Indeed, the reassuring facet of Mukherjee's speech was that it was terribly old-style (who else in this day and age would quote the civil servant-historian, Vincent Smith) and was representative of an age when the Congress in Bengal used nationalism to confront its communist opponents. That it was also an instant hit in RSS-friendly circles was equally revealing. It is indicative of the extent to which the saffron brotherhood, grappling with the complexities and challenges of political power, has moved away from the exclusivism that defined the Hindu nationalism of Savarkar and M.S. Golwalkar.
At the end of the day, the misgivings over Mukherjee's presence in Nagpur and his speech have come from within the Congress and from circles that see themselves unflinchingly and uncompromisingly secular.

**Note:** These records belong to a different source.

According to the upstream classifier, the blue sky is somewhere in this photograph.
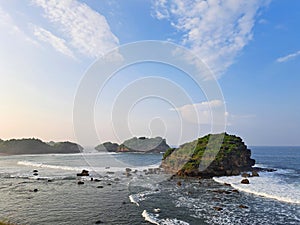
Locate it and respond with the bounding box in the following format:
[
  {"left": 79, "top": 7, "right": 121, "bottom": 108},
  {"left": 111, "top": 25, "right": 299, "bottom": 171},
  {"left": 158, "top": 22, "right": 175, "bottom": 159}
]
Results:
[{"left": 0, "top": 0, "right": 299, "bottom": 146}]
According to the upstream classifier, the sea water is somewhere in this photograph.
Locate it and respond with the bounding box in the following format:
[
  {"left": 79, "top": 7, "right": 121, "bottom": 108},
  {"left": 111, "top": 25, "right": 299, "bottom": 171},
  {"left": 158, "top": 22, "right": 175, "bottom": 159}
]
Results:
[{"left": 0, "top": 147, "right": 299, "bottom": 225}]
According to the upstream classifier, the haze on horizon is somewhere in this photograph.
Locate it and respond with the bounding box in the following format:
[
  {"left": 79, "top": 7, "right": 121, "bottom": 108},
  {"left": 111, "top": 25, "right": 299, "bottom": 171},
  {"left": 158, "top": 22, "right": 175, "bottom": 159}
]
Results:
[{"left": 0, "top": 0, "right": 299, "bottom": 147}]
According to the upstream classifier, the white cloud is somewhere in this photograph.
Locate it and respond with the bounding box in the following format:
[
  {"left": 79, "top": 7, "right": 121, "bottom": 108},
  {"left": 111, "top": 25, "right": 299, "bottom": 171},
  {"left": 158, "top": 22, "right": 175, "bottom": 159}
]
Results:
[
  {"left": 152, "top": 0, "right": 270, "bottom": 77},
  {"left": 33, "top": 26, "right": 75, "bottom": 59},
  {"left": 276, "top": 50, "right": 300, "bottom": 63},
  {"left": 32, "top": 0, "right": 119, "bottom": 58},
  {"left": 0, "top": 6, "right": 38, "bottom": 45},
  {"left": 171, "top": 100, "right": 227, "bottom": 124}
]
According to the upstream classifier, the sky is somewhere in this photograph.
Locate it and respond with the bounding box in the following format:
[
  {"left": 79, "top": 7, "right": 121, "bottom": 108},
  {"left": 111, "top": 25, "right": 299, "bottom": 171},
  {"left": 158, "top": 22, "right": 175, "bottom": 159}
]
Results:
[{"left": 0, "top": 0, "right": 299, "bottom": 146}]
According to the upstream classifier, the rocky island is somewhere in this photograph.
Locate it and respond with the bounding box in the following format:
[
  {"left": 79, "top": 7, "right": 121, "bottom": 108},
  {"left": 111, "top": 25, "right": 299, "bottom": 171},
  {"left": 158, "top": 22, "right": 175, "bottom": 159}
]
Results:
[
  {"left": 0, "top": 138, "right": 83, "bottom": 155},
  {"left": 95, "top": 136, "right": 170, "bottom": 153},
  {"left": 161, "top": 133, "right": 256, "bottom": 178}
]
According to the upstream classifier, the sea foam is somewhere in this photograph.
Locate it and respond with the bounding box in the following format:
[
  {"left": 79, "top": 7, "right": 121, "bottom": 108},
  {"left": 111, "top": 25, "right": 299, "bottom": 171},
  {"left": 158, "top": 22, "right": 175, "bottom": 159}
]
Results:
[
  {"left": 213, "top": 171, "right": 300, "bottom": 204},
  {"left": 142, "top": 210, "right": 190, "bottom": 225}
]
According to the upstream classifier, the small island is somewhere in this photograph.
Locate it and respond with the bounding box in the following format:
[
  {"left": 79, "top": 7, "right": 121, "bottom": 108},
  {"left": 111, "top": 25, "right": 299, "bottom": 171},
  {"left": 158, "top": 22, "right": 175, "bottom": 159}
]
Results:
[
  {"left": 0, "top": 138, "right": 83, "bottom": 155},
  {"left": 161, "top": 133, "right": 256, "bottom": 178},
  {"left": 95, "top": 136, "right": 170, "bottom": 153}
]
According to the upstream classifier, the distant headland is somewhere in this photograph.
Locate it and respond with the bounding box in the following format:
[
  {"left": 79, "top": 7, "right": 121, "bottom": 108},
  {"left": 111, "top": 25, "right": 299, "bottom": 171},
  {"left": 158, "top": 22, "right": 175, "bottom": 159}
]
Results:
[
  {"left": 0, "top": 138, "right": 83, "bottom": 155},
  {"left": 95, "top": 136, "right": 170, "bottom": 153}
]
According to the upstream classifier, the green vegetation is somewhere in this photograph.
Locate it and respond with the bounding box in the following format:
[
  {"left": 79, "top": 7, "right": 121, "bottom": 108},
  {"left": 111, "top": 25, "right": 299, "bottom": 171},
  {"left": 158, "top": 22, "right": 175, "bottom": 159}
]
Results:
[
  {"left": 95, "top": 142, "right": 119, "bottom": 152},
  {"left": 95, "top": 137, "right": 170, "bottom": 153},
  {"left": 0, "top": 138, "right": 83, "bottom": 155},
  {"left": 161, "top": 133, "right": 255, "bottom": 177}
]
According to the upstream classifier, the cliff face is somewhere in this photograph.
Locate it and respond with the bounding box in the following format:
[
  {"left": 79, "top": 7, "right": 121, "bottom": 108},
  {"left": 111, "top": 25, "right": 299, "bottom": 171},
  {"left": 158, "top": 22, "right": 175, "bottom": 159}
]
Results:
[
  {"left": 95, "top": 137, "right": 170, "bottom": 153},
  {"left": 161, "top": 133, "right": 255, "bottom": 178},
  {"left": 0, "top": 138, "right": 83, "bottom": 155}
]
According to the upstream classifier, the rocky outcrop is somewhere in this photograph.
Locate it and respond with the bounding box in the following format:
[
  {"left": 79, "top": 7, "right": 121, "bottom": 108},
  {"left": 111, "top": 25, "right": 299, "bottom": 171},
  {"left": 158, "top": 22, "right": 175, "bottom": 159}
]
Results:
[
  {"left": 95, "top": 137, "right": 170, "bottom": 153},
  {"left": 95, "top": 142, "right": 119, "bottom": 152},
  {"left": 0, "top": 138, "right": 83, "bottom": 155},
  {"left": 161, "top": 133, "right": 255, "bottom": 178}
]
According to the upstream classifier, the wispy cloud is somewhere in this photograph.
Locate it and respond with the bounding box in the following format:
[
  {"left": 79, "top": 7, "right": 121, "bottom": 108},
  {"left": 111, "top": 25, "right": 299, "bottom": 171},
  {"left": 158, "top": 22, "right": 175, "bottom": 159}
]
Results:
[
  {"left": 0, "top": 6, "right": 38, "bottom": 45},
  {"left": 276, "top": 50, "right": 300, "bottom": 63},
  {"left": 33, "top": 26, "right": 75, "bottom": 59},
  {"left": 32, "top": 0, "right": 119, "bottom": 58},
  {"left": 171, "top": 100, "right": 227, "bottom": 124},
  {"left": 152, "top": 0, "right": 270, "bottom": 77}
]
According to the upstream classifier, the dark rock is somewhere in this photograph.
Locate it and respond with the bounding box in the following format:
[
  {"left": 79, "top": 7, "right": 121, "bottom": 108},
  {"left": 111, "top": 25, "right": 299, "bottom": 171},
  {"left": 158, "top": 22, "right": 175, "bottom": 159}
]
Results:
[
  {"left": 114, "top": 178, "right": 120, "bottom": 181},
  {"left": 91, "top": 178, "right": 94, "bottom": 181},
  {"left": 241, "top": 173, "right": 251, "bottom": 178},
  {"left": 94, "top": 179, "right": 101, "bottom": 182},
  {"left": 232, "top": 189, "right": 239, "bottom": 193},
  {"left": 95, "top": 220, "right": 103, "bottom": 224},
  {"left": 177, "top": 181, "right": 182, "bottom": 186},
  {"left": 33, "top": 173, "right": 38, "bottom": 176},
  {"left": 97, "top": 186, "right": 104, "bottom": 188},
  {"left": 252, "top": 171, "right": 259, "bottom": 177},
  {"left": 161, "top": 133, "right": 256, "bottom": 178},
  {"left": 213, "top": 206, "right": 223, "bottom": 211},
  {"left": 239, "top": 204, "right": 249, "bottom": 209},
  {"left": 107, "top": 183, "right": 112, "bottom": 186},
  {"left": 224, "top": 183, "right": 231, "bottom": 186},
  {"left": 106, "top": 171, "right": 115, "bottom": 174},
  {"left": 77, "top": 181, "right": 84, "bottom": 185},
  {"left": 77, "top": 170, "right": 89, "bottom": 176},
  {"left": 33, "top": 188, "right": 38, "bottom": 192},
  {"left": 125, "top": 168, "right": 132, "bottom": 172},
  {"left": 241, "top": 179, "right": 249, "bottom": 184},
  {"left": 33, "top": 170, "right": 38, "bottom": 173}
]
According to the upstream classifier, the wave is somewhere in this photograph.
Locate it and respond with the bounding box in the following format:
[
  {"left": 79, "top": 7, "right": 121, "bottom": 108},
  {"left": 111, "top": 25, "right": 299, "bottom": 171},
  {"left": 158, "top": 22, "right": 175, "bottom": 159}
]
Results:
[
  {"left": 17, "top": 160, "right": 161, "bottom": 173},
  {"left": 129, "top": 190, "right": 160, "bottom": 206},
  {"left": 17, "top": 161, "right": 86, "bottom": 171},
  {"left": 213, "top": 171, "right": 300, "bottom": 204},
  {"left": 142, "top": 210, "right": 190, "bottom": 225}
]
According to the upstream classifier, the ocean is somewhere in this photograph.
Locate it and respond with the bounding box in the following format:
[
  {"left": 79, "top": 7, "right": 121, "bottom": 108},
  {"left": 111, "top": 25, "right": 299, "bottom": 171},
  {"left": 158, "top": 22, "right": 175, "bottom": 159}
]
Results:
[{"left": 0, "top": 147, "right": 299, "bottom": 225}]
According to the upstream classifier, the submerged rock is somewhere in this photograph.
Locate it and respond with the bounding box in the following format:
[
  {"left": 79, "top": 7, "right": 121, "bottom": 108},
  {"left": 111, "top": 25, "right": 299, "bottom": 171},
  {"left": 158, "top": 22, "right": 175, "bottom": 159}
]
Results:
[
  {"left": 77, "top": 170, "right": 89, "bottom": 176},
  {"left": 77, "top": 181, "right": 84, "bottom": 185},
  {"left": 213, "top": 206, "right": 223, "bottom": 211},
  {"left": 239, "top": 204, "right": 249, "bottom": 209}
]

To a large extent, the objections are centred on the demonology around the RSS. In secular circles, the RSS is regarded as quasi-fascist and an untouchable. Any association with it is regarded as taboo and the question of dialogue does not arise. In gracing an RSS function, Mukherjee implicitly acknowledged the RSS as a relevant and legitimate strand of nationalism.
More important, however, was his unwitting rejection of a political strand - increasingly influential within the post-Sonia Gandhi Congress - that has discarded composite nationalism in favour of a fragmented identity politics. To a new breed of secular warriors, the project to reclaim power and relevance must involve championing the 'marginalized' and self-conscious minorities. This is a politics of warped liberalism borrowed uncritically from the West. As the political scientist, Mark Lilla, has argued in his new book, The Once and Future Liberal, identity liberalism "is mesmerized by symbols: achieving superficial diversity in organizations, retelling history to focus on marginal and often minuscule groups, concocting inoffensive euphemisms to describe social reality, protecting young ears and eyes... from any disturbing encounter with alternative viewpoints." What has been left out of the narrative is the idea of We, the sense of common destiny.
In his own way - and perhaps quite unwittingly - Mukherjee's Nagpur intervention has helped focus attention on a debate that concerns all of India, not merely fractions of the population. The RSS is an important element of this debate, as is the old (and increasingly marginalized) Congress tradition that links the past with the present.